ECLI:NL:RBMNE:2022:6166
Rechtbank Midden-Nederland
- Eerste aanleg - enkelvoudig
- Rechtspraak.nl
Omleiding zorgtoeslag en bestuursrechtelijke premie door CAK
In deze zaak heeft de Rechtbank Midden-Nederland op 20 december 2022 uitspraak gedaan in een geschil tussen een eiser en het CAK, vertegenwoordigd door de algemeen directeur van het Centraal Justitieel Incassobureau (CJIB). De eiser ontving zorgtoeslag, maar het CAK heeft besloten deze zorgtoeslag te gebruiken om een deel van de bestuursrechtelijke premie te voldoen. Eiser heeft bezwaar gemaakt tegen dit besluit, maar het bezwaar werd ongegrond verklaard. Eiser heeft vervolgens beroep ingesteld tegen dit besluit, waarbij hij aanvoerde dat hij een overeenkomst had met ASR en dat de melding door FBTO bij het CAK onterecht was.

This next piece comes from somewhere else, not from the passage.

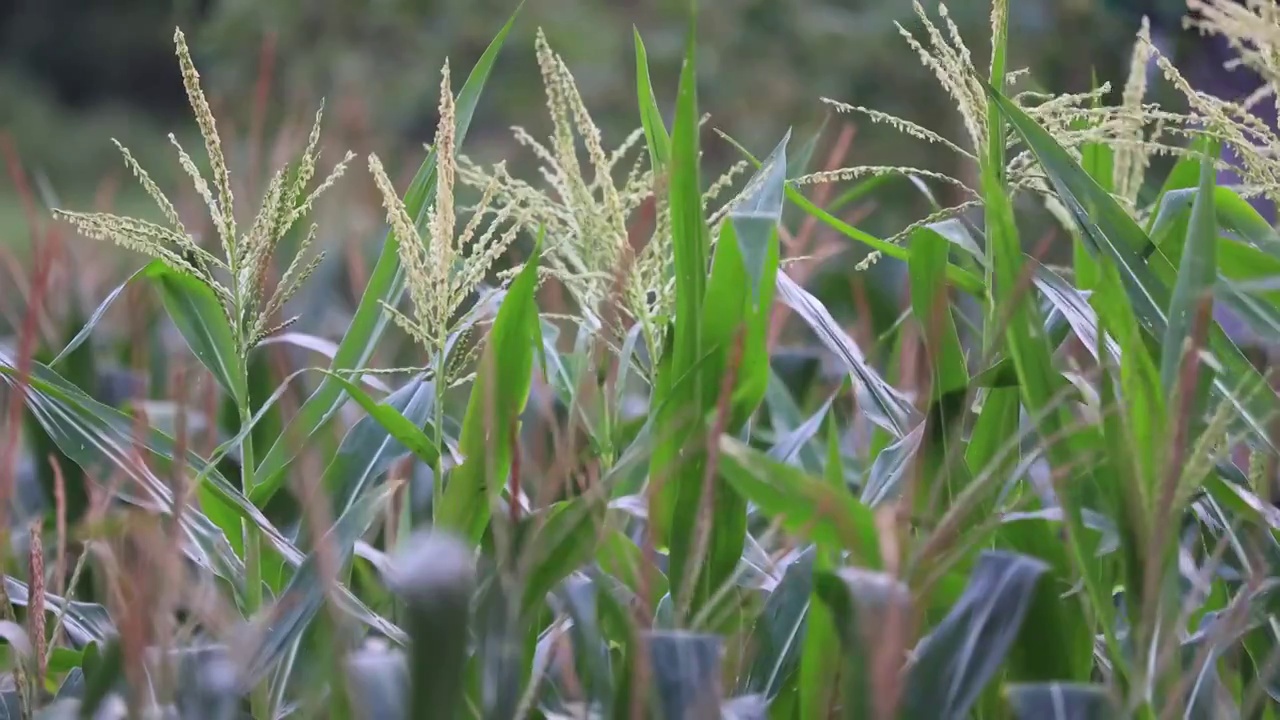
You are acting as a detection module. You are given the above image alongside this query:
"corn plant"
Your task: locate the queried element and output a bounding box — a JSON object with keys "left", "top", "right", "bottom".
{"left": 4, "top": 0, "right": 1280, "bottom": 718}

De rechtbank heeft de zaak behandeld op 1 december 2022, maar eiser was niet aanwezig. Eiser had eerder verzocht om de zitting uit te stellen, omdat hij de uitnodiging te laat had ontvangen en niet op de hoogte was van de inhoud van de zitting. De rechtbank heeft dit verzoek afgewezen, omdat eiser op de juiste wijze was uitgenodigd en hij op de hoogte was van de zitting. De rechtbank heeft vastgesteld dat eiser door zijn zorgverzekeraar FBTO als wanbetaler was aangemeld bij het CAK, wat leidde tot een bestuursrechtelijke premie van € 152,20 per maand. De rechtbank oordeelde dat tegen besluiten over het betalen van een bestuursrechtelijke premie geen bezwaar of beroep kan worden ingesteld, en dat de aanmelding als wanbetaler niet in een bestuursrechtelijke procedure kan worden aangevochten.
De rechtbank concludeerde dat het CAK op de aanmelding door de zorgverzekeraar moest afgaan en dat eiser zich moest wenden tot zijn zorgverzekeraar als hij het niet eens was met de aanmelding. De rechtbank oordeelde dat het CAK de wet correct had toegepast door de zorgtoeslag als tegemoetkoming in de bestuursrechtelijke premie aan het CJIB uit te laten betalen. Eiser kreeg geen gelijk en het beroep werd ongegrond verklaard.